EVALUATING THE FATE OF ATMOSPHERICALLY DEPOSITED LEAD IN MONTANE FOREST SOILS WITH ISOTOPES AND XANES SPECTROSCOPY

Fossil fuel combustion during the 20th century resulted in deposition of 1 to 4 g of lead (Pb) per square meter in forests of the northeastern United States. Despite its widespread dispersal and potential toxicity, the fate of Pb and other heavy metals in watersheds remains unclear. Here we trace the transport and speciation of atmospheric Pb in forest soils using Pb isotopic analyses and X-ray absorption near edge structure (XANES) spectroscopy. We sampled soil profiles from Camels Hump Mountain in Vermont, U.S.A. in the low elevation deciduous forest (600 m) and in the higher elevation coniferous forest (1200 m). The forest floor (i.e., the organic or mor layer overlying the mineral soil) retains atmospherically deposited Pb on timescales of 60 to 150 years, depending on forest zone.
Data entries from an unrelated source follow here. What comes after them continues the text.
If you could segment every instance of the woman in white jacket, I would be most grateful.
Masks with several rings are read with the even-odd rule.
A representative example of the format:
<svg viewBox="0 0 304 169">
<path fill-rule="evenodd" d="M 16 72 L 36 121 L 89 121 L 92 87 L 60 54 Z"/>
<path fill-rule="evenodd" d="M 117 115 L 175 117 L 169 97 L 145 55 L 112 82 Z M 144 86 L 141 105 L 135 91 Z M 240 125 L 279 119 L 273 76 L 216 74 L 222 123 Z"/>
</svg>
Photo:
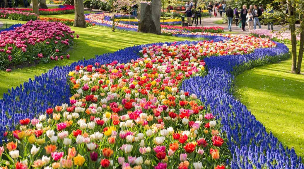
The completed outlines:
<svg viewBox="0 0 304 169">
<path fill-rule="evenodd" d="M 248 24 L 248 29 L 250 30 L 253 29 L 253 15 L 252 11 L 250 9 L 248 9 L 248 12 L 246 16 L 247 18 L 247 24 Z"/>
</svg>

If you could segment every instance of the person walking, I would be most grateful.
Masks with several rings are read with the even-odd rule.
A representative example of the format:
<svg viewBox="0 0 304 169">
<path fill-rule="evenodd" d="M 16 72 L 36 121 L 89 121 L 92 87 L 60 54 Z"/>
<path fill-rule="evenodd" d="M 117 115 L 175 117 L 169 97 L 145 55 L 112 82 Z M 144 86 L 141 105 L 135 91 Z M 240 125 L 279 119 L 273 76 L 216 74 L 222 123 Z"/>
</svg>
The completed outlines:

Lead originating from the combustion of leaded-gasoline has penetrated 20 cm or less in both deciduous and coniferous forest soils, where total soil thickness is on the order of 60 cm. Lead extracted from forest floor samples with rinses of de-ionized water is entirely >5000 molecular weight cut-off (MWCO), and associated with organic carbon, which suggests that the movement of organic colloids or other particulate phases govern Pb transport. XANES spectroscopy reveals that Pb speciation changes with depth and is preferentially retained in more decomposed organic matter. Thus, Pb retention is linked to the cycling of organic carbon in these soils.